The current structure of the Medicare Benefits Schedule (MBS) makes it very difficult for GPs to provide ongoing care to residents of aged care facilities.
AMA President, Dr Mukesh Haikerwal, said today the number of general practitioners able to visit residential aged care facilities and provide services to residents is decreasing.
'As Australia's population ages and suffers increasing levels of more complex and chronic illnesses, it's becoming even more important to ensure that residents of aged care facilities are not disadvantaged,' Dr Haikerwal said.
'Older Australians need and deserve the best health care available.
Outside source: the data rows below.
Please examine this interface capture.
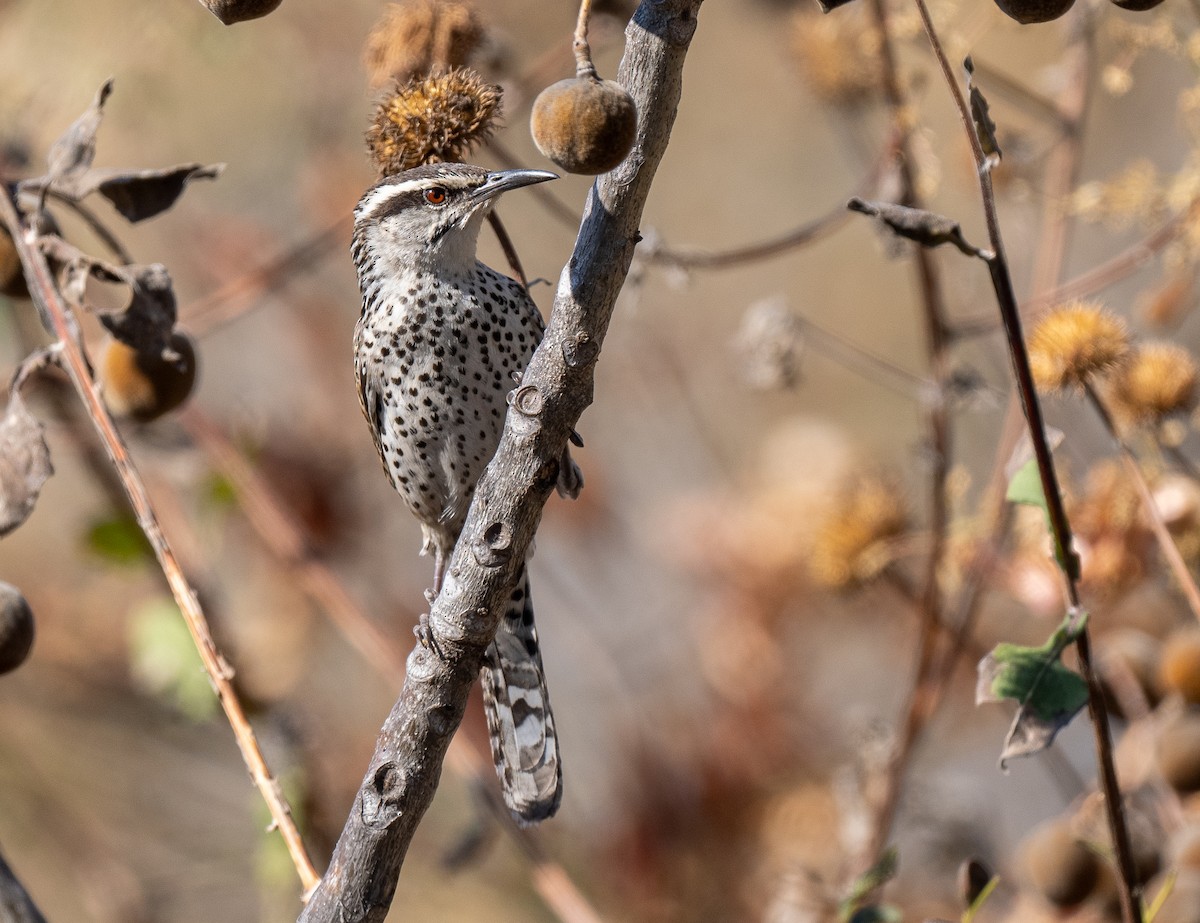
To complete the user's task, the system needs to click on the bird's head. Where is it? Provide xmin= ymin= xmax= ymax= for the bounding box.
xmin=353 ymin=163 xmax=557 ymax=276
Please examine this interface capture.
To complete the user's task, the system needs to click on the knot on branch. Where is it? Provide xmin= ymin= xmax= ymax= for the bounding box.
xmin=363 ymin=763 xmax=406 ymax=822
xmin=509 ymin=384 xmax=544 ymax=417
xmin=562 ymin=332 xmax=598 ymax=368
xmin=472 ymin=521 xmax=513 ymax=568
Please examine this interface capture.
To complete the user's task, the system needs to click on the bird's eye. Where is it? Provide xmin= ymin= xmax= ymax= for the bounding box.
xmin=424 ymin=187 xmax=448 ymax=206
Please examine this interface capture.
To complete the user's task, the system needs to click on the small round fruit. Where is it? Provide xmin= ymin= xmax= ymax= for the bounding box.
xmin=992 ymin=0 xmax=1075 ymax=24
xmin=1160 ymin=629 xmax=1200 ymax=704
xmin=1110 ymin=0 xmax=1166 ymax=9
xmin=0 ymin=581 xmax=33 ymax=674
xmin=1021 ymin=818 xmax=1100 ymax=907
xmin=1159 ymin=713 xmax=1200 ymax=794
xmin=200 ymin=0 xmax=283 ymax=24
xmin=530 ymin=76 xmax=637 ymax=175
xmin=1098 ymin=629 xmax=1162 ymax=718
xmin=100 ymin=332 xmax=198 ymax=422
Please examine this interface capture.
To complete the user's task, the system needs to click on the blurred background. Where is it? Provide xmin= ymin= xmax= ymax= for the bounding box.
xmin=2 ymin=0 xmax=1200 ymax=920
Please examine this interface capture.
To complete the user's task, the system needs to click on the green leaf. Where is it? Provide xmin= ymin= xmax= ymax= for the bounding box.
xmin=86 ymin=514 xmax=153 ymax=565
xmin=203 ymin=471 xmax=238 ymax=509
xmin=976 ymin=612 xmax=1089 ymax=766
xmin=1005 ymin=457 xmax=1047 ymax=512
xmin=128 ymin=597 xmax=217 ymax=721
xmin=840 ymin=848 xmax=899 ymax=921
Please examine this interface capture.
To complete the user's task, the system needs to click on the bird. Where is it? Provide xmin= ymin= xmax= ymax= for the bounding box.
xmin=350 ymin=162 xmax=581 ymax=824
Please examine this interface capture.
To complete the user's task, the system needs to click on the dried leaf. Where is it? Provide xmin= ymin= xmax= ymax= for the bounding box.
xmin=100 ymin=263 xmax=177 ymax=355
xmin=78 ymin=163 xmax=224 ymax=222
xmin=46 ymin=79 xmax=113 ymax=187
xmin=0 ymin=392 xmax=53 ymax=536
xmin=847 ymin=198 xmax=986 ymax=257
xmin=976 ymin=611 xmax=1089 ymax=767
xmin=965 ymin=57 xmax=1001 ymax=170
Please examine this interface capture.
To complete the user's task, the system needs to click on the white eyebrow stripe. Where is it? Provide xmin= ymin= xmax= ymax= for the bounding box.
xmin=355 ymin=175 xmax=481 ymax=222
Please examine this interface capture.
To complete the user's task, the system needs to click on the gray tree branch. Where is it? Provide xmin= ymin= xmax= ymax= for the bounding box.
xmin=0 ymin=845 xmax=49 ymax=923
xmin=297 ymin=1 xmax=703 ymax=919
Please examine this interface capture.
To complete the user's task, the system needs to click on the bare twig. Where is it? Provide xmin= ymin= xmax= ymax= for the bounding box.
xmin=856 ymin=0 xmax=951 ymax=873
xmin=909 ymin=2 xmax=1142 ymax=920
xmin=0 ymin=188 xmax=320 ymax=897
xmin=183 ymin=214 xmax=352 ymax=336
xmin=1082 ymin=383 xmax=1200 ymax=623
xmin=299 ymin=2 xmax=703 ymax=917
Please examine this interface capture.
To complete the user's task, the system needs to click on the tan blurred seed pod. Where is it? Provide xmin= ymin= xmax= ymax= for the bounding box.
xmin=1109 ymin=342 xmax=1198 ymax=424
xmin=1160 ymin=629 xmax=1200 ymax=705
xmin=1159 ymin=711 xmax=1200 ymax=794
xmin=100 ymin=332 xmax=198 ymax=422
xmin=809 ymin=471 xmax=908 ymax=589
xmin=1020 ymin=817 xmax=1100 ymax=907
xmin=363 ymin=1 xmax=486 ymax=89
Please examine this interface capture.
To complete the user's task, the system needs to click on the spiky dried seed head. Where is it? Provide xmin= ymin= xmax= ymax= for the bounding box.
xmin=100 ymin=332 xmax=198 ymax=422
xmin=1110 ymin=342 xmax=1198 ymax=423
xmin=367 ymin=67 xmax=501 ymax=177
xmin=810 ymin=473 xmax=907 ymax=589
xmin=363 ymin=1 xmax=486 ymax=89
xmin=530 ymin=76 xmax=636 ymax=175
xmin=1028 ymin=301 xmax=1130 ymax=393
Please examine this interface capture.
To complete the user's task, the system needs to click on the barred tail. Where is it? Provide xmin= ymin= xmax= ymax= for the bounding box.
xmin=479 ymin=565 xmax=562 ymax=824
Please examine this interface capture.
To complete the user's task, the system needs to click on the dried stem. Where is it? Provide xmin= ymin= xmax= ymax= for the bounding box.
xmin=909 ymin=1 xmax=1141 ymax=919
xmin=486 ymin=211 xmax=529 ymax=288
xmin=573 ymin=0 xmax=596 ymax=80
xmin=856 ymin=0 xmax=952 ymax=874
xmin=0 ymin=187 xmax=320 ymax=897
xmin=1082 ymin=383 xmax=1200 ymax=623
xmin=299 ymin=3 xmax=703 ymax=917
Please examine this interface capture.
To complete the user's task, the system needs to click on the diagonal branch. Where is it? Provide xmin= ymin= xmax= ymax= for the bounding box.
xmin=297 ymin=1 xmax=704 ymax=919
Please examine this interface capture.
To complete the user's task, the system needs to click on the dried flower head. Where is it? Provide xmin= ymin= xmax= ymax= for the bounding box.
xmin=1109 ymin=342 xmax=1198 ymax=423
xmin=366 ymin=67 xmax=500 ymax=176
xmin=736 ymin=296 xmax=805 ymax=391
xmin=363 ymin=1 xmax=486 ymax=89
xmin=1028 ymin=301 xmax=1130 ymax=393
xmin=810 ymin=473 xmax=908 ymax=589
xmin=1071 ymin=460 xmax=1148 ymax=598
xmin=790 ymin=7 xmax=882 ymax=106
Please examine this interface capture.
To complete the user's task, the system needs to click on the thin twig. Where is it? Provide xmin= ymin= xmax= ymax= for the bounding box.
xmin=486 ymin=211 xmax=529 ymax=288
xmin=909 ymin=2 xmax=1142 ymax=920
xmin=183 ymin=214 xmax=352 ymax=336
xmin=0 ymin=188 xmax=320 ymax=897
xmin=855 ymin=0 xmax=951 ymax=873
xmin=1083 ymin=383 xmax=1200 ymax=623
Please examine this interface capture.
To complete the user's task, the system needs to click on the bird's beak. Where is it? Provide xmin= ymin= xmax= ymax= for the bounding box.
xmin=471 ymin=169 xmax=558 ymax=201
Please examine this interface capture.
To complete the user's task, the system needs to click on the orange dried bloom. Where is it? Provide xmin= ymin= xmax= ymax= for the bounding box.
xmin=1110 ymin=342 xmax=1198 ymax=423
xmin=364 ymin=0 xmax=485 ymax=89
xmin=810 ymin=473 xmax=907 ymax=589
xmin=1028 ymin=301 xmax=1130 ymax=393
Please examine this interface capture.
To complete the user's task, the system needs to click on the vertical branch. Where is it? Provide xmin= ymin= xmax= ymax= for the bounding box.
xmin=908 ymin=2 xmax=1141 ymax=920
xmin=0 ymin=189 xmax=320 ymax=897
xmin=299 ymin=2 xmax=704 ymax=919
xmin=857 ymin=0 xmax=953 ymax=872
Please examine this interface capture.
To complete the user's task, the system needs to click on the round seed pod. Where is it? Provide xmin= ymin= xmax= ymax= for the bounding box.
xmin=992 ymin=0 xmax=1075 ymax=24
xmin=100 ymin=332 xmax=198 ymax=422
xmin=1161 ymin=629 xmax=1200 ymax=705
xmin=1021 ymin=818 xmax=1100 ymax=907
xmin=530 ymin=76 xmax=637 ymax=175
xmin=1110 ymin=0 xmax=1166 ymax=9
xmin=1097 ymin=629 xmax=1163 ymax=718
xmin=0 ymin=581 xmax=33 ymax=675
xmin=1159 ymin=712 xmax=1200 ymax=794
xmin=199 ymin=0 xmax=283 ymax=24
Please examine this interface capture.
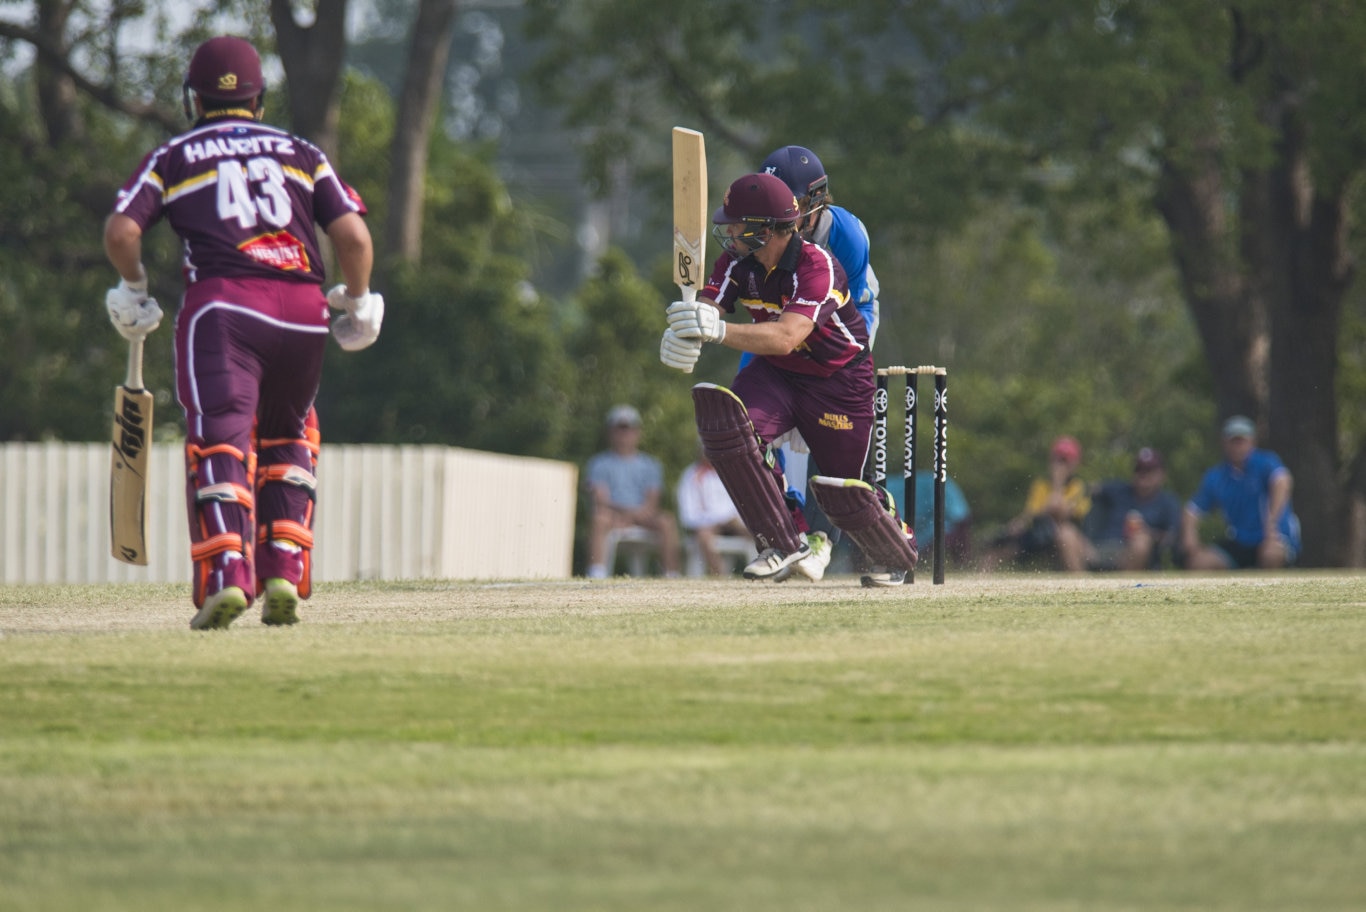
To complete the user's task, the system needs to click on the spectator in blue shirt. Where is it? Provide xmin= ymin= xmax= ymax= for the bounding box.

They must be able to access the services of a GP as and when the need arises.'
Currently, only about 16 per cent of GPs are able to visit aged care facilities on a regular basis.
'We've asked the Government to restructure the relevant sections of the MBS to ensure residents of aged care facilities have ready access to GPs,' Dr Haikerwal said.
'The restructure should allow general practice nurses to assist GPs in providing care.
'The MBS should pay a patient rebate for each individual service provided - as it does for patients who are able to visit their doctor in his or her surgery.'
The AMA's proposal would encourage the creation of a team-based care environment in which general practice nurses and GPs work together to provide comprehensive health care to residents of aged care facilities.
'We believe these few simple changes will ensure older Australians will not have to suffer sub-standard access to quality health care, simply because they live in an aged care facility,' Dr Haikerwal said.